CUDA error: device-side assert triggered after a number of epochs

antran96 · August 19, 2020, 7:21pm

My model was run fine but after 89 epochs, I got this error:

Traceback (most recent call last):
  File "main.py", line 36, in <module>
    main()
  File "main.py", line 32, in main
    method.method(settings, job_id)
  File "/scratch/project_2002806/tranan11/AC-hybrid-transformer/processes/method.py", line 574, in method
    nb_classes=nb_classes)
  File "/scratch/project_2002806/tranan11/AC-hybrid-transformer/processes/method.py", line 328, in _do_training
    optimizer=None)
  File "/scratch/project_2002806/tranan11/AC-hybrid-transformer/tools/model.py", line 156, in module_epoch_passing
    y_hat, y, f_names_tmp = module_forward_passing(example, module, use_y)
  File "/scratch/project_2002806/tranan11/AC-hybrid-transformer/tools/model.py", line 217, in module_forward_passing
    return module(x, None), y, f_names
  File "/appl/soft/ai/miniconda3/envs/pytorch-1.3.1-1/lib/python3.7/site-packages/torch/nn/modules/module.py", line 541, in __call__
    result = self.forward(*input, **kwargs)
  File "/.../models/wavenet_rnn.py", line 94, in forward
    return self._inference(x)
  File "/.../models/wavenet_rnn.py", line 139, in _inference
    self.max_length,
  File "/.../modules/decode_utils.py", line 22, in greedy_decode
    attention_mask = None
  File "/appl/soft/ai/miniconda3/envs/pytorch-1.3.1-1/lib/python3.7/site-packages/torch/nn/modules/module.py", line 541, in __call__
    result = self.forward(*input, **kwargs)
  File "/..../AC-hybrid-transformer/modules/transformer.py", line 31, in forward
    s_mask = subsequent_mask(word_embed.size(0)).to(device)
RuntimeError: CUDA error: device-side assert triggered

This is the code where it triggers this error:

def subsequent_mask(sz):
    mask = (torch.triu(torch.ones(sz, sz)) == 1).transpose(0, 1).float()
    mask = mask.masked_fill(mask == 0, float('-inf')).masked_fill(mask == 1, float(0.0))
    return mask

albanD · August 19, 2020, 9:13pm

Hi,

Did you get any prints (in stderr) before the error that would hint at what is the issue?
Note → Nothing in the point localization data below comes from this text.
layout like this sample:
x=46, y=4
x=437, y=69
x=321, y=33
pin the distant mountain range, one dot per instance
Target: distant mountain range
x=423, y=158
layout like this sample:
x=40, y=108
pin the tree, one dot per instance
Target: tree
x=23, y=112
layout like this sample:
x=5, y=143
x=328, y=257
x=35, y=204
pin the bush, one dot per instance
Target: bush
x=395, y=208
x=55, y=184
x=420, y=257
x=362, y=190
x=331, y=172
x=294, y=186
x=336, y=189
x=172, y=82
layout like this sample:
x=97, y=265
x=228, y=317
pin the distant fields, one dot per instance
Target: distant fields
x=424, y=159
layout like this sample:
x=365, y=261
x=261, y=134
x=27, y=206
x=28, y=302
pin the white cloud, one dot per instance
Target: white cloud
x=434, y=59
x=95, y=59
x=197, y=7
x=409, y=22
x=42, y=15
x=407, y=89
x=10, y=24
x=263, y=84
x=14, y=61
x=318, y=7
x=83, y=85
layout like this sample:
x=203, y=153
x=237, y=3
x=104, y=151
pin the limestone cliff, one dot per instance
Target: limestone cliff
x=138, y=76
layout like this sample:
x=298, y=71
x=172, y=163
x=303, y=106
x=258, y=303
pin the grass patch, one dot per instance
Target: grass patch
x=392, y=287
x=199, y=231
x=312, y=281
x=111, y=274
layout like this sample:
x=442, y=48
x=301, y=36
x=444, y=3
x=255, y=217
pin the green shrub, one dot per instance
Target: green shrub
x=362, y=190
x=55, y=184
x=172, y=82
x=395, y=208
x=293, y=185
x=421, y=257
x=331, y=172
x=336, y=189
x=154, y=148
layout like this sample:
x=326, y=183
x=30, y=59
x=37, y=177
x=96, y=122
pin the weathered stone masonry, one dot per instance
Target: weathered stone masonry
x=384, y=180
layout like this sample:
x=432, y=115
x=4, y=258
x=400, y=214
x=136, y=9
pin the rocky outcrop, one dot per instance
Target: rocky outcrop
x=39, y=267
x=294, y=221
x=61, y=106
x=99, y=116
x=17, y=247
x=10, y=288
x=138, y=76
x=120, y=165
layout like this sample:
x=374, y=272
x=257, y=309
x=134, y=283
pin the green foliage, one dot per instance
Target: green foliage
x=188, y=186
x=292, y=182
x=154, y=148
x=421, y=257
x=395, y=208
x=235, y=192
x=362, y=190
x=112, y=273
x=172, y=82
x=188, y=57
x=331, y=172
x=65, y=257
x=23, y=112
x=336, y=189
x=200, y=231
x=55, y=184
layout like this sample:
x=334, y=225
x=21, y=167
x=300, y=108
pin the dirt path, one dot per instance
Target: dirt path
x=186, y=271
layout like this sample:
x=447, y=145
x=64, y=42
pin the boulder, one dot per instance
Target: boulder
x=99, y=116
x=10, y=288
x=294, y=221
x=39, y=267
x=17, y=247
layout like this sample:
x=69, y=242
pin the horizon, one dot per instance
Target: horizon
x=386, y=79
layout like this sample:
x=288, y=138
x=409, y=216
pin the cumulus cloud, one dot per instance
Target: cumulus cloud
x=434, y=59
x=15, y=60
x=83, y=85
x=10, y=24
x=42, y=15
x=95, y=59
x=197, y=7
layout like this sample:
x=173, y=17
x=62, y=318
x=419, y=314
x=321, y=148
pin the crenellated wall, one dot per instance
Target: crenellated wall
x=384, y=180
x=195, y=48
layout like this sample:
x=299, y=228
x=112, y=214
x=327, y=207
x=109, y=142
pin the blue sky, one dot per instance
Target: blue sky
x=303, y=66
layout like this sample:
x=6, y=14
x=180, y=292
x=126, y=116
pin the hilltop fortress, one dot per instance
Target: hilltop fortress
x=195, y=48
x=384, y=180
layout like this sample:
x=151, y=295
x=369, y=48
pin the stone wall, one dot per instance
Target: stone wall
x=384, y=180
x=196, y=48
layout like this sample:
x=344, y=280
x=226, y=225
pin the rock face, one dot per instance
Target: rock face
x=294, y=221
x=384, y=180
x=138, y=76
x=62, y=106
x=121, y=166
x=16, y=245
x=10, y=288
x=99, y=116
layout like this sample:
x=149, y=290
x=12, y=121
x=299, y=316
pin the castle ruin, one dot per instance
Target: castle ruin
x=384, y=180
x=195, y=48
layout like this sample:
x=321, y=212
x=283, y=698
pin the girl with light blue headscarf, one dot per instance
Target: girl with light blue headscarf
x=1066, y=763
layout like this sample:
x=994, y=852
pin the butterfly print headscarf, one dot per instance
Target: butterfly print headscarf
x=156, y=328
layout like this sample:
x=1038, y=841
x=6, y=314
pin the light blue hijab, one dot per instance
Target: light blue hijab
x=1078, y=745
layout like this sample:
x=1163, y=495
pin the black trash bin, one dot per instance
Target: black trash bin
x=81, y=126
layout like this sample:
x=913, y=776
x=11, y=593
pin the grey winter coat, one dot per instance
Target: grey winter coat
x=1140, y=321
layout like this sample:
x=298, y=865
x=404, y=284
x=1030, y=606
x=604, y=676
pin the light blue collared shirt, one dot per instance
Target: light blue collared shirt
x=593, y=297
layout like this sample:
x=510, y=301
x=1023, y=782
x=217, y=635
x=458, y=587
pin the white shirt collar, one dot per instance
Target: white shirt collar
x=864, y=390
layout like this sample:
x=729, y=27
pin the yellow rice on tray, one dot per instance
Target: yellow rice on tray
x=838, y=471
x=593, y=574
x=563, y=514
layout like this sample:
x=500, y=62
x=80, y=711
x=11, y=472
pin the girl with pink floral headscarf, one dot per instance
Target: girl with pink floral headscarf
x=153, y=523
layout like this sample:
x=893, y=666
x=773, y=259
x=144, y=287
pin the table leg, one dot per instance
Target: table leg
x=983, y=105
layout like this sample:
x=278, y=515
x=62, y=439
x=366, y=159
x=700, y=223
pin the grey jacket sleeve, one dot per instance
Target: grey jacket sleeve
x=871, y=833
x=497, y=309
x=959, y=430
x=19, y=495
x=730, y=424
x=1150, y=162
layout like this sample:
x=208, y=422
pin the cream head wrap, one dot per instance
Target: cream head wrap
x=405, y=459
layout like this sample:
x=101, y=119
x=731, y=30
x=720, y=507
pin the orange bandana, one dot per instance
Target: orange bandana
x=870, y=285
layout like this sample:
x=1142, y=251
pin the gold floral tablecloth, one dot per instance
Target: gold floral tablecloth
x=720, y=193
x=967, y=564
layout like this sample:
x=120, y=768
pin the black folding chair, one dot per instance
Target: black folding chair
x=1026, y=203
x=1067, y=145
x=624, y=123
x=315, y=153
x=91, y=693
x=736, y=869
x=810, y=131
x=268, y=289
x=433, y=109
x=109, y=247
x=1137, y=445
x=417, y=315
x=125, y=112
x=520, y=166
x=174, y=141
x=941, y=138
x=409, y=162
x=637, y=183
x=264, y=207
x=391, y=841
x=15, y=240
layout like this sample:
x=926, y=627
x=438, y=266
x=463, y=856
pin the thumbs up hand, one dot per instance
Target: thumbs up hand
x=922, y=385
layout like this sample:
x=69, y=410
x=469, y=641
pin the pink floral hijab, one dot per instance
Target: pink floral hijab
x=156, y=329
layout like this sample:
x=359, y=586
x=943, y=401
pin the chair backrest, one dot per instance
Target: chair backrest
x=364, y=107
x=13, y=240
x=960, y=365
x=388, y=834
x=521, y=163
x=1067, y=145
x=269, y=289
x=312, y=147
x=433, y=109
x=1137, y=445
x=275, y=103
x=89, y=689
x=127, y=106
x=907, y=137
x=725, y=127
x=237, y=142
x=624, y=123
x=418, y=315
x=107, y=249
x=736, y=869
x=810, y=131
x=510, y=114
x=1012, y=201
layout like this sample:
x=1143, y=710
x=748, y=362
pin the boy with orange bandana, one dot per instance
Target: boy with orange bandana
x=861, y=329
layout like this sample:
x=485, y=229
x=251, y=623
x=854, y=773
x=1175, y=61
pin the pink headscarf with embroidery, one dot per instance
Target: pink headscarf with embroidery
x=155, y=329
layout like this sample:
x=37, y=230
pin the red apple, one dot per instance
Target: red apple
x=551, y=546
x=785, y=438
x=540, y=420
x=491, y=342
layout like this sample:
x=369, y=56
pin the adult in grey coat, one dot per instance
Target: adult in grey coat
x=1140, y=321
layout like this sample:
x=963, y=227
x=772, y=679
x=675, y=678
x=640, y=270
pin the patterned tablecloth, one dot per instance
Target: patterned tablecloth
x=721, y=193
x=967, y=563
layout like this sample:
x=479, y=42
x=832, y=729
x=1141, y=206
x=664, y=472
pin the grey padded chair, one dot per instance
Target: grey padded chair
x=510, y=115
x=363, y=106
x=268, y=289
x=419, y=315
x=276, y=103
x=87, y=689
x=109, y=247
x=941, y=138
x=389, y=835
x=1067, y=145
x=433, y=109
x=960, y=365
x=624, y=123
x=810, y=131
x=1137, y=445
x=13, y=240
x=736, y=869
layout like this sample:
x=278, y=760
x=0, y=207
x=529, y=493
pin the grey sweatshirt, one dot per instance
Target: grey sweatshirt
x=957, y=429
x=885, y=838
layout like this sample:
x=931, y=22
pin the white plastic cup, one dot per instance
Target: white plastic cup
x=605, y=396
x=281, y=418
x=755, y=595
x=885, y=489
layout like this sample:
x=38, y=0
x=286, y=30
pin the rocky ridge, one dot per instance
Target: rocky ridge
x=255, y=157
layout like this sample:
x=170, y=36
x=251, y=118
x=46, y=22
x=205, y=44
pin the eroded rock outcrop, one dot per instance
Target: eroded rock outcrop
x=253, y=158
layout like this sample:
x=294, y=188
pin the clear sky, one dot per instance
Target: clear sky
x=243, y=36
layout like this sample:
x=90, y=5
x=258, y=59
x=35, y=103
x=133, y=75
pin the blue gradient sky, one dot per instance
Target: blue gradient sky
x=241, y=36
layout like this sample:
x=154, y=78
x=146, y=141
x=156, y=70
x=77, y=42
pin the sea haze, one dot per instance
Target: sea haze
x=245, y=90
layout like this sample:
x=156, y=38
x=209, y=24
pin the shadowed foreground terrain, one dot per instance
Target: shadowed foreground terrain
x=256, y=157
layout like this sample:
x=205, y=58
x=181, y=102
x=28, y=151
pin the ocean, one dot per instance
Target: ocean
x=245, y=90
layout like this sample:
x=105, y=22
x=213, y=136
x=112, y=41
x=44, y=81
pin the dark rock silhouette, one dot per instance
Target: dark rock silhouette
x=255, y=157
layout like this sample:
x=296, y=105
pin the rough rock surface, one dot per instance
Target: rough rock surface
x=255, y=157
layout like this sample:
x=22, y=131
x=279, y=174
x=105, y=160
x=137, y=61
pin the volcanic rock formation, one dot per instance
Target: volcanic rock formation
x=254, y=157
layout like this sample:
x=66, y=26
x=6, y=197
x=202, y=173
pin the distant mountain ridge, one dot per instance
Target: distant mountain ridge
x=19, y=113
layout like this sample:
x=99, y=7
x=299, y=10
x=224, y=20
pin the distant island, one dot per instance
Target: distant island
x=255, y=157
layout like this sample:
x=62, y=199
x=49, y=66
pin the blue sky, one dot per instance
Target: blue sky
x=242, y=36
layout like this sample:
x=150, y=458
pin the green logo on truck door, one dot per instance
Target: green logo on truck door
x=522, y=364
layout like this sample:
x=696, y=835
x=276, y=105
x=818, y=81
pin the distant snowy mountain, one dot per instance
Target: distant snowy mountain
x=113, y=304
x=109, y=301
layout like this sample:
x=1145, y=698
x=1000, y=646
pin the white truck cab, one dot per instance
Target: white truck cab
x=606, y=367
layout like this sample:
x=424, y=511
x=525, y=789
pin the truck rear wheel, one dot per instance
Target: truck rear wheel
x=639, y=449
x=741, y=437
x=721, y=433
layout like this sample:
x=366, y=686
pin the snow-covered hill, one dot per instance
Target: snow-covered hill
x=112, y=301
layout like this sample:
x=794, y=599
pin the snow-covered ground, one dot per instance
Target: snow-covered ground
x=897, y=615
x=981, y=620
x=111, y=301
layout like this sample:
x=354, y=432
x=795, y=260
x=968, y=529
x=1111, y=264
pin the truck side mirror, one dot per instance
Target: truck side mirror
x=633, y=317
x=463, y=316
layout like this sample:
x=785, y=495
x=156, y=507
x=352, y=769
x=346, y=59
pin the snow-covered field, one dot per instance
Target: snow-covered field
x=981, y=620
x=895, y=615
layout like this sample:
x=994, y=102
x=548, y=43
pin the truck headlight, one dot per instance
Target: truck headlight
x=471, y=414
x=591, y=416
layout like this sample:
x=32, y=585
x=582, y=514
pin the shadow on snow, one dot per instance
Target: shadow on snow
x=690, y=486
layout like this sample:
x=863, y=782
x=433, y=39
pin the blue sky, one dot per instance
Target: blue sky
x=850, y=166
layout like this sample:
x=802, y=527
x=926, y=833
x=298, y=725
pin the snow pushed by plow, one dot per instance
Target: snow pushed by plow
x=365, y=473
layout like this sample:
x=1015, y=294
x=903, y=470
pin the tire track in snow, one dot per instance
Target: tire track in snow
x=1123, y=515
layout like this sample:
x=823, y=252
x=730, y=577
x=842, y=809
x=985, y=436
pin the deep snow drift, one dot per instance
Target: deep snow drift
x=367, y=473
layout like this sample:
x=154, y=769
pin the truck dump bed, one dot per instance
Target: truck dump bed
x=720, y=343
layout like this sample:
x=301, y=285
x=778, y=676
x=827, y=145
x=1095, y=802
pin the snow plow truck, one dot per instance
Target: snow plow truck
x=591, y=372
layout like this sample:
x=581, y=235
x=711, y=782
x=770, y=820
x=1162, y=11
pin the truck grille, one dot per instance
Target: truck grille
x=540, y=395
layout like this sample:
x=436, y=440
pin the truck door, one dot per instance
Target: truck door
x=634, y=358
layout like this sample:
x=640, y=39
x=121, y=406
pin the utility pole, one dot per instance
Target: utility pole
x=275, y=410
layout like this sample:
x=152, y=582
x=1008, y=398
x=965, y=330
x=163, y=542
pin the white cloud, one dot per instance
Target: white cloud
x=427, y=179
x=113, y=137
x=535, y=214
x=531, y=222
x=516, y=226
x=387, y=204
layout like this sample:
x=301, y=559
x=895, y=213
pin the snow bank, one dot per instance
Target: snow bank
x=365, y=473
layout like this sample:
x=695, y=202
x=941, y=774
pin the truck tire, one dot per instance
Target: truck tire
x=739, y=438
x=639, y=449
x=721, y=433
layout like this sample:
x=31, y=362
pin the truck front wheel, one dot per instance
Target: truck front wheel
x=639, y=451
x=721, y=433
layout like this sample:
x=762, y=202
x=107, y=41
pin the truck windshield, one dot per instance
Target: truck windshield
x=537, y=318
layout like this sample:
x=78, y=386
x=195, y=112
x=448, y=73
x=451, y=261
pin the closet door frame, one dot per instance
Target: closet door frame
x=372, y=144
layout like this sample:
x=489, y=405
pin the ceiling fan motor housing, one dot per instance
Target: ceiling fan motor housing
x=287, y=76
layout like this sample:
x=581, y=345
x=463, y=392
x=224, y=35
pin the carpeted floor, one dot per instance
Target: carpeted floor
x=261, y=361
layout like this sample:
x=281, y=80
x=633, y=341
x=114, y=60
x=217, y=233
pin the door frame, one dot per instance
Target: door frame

Also you can rerun your code while setting the CUDA_LAUNCH_BLOCKING=1 environment variable to make sure that the line showed by the stack trace is relevant (the API is asynchronous by default and so it most likely points to the wrong line right now).

antran96 · August 19, 2020, 9:19pm

Hi, the code was run with CUDA_LAUNCH_BLOCKING=1 . It worked normally until epoch 90 in my case, which is weird…

albanD · August 19, 2020, 9:27pm

It worked normally until epoch 90 in my case, which is weird…

Actually this is quite common as these asserts often come from indexing out of bound.
So maybe a label in your dataset is incorrect. Or you use a learnt value to index something and that ends up generating a value out of bound.

the code was run with CUDA_LAUNCH_BLOCKING=1

Given that the stack trace points to the l 31 in transformer.py, and not inside the subsequent_mask() function, I think it means that the error either comes from the .size() or the .to() function.
The first one does not access the GPU (GPU Tensor metadata are saved on the cpu side).
So most likely the second one. And this second one is a know sync point for the GPU and so is usually the place where the error is raised in the async case.
I am surprised though that it still points here with CUDA_LAUNCH_BLOCKING=1. Can you double check that you do set this before doing anything else and that it is taken into account? (you can try a simple program that index out of bound on the GPU to make sure it does what you expect).

Also, do you use multithreading or multiprocessing? These error put the GPU in an un-recoverable state and the process needs to be restarted. So another thread doing something bad could lead another thread to through this kind of errors at random places.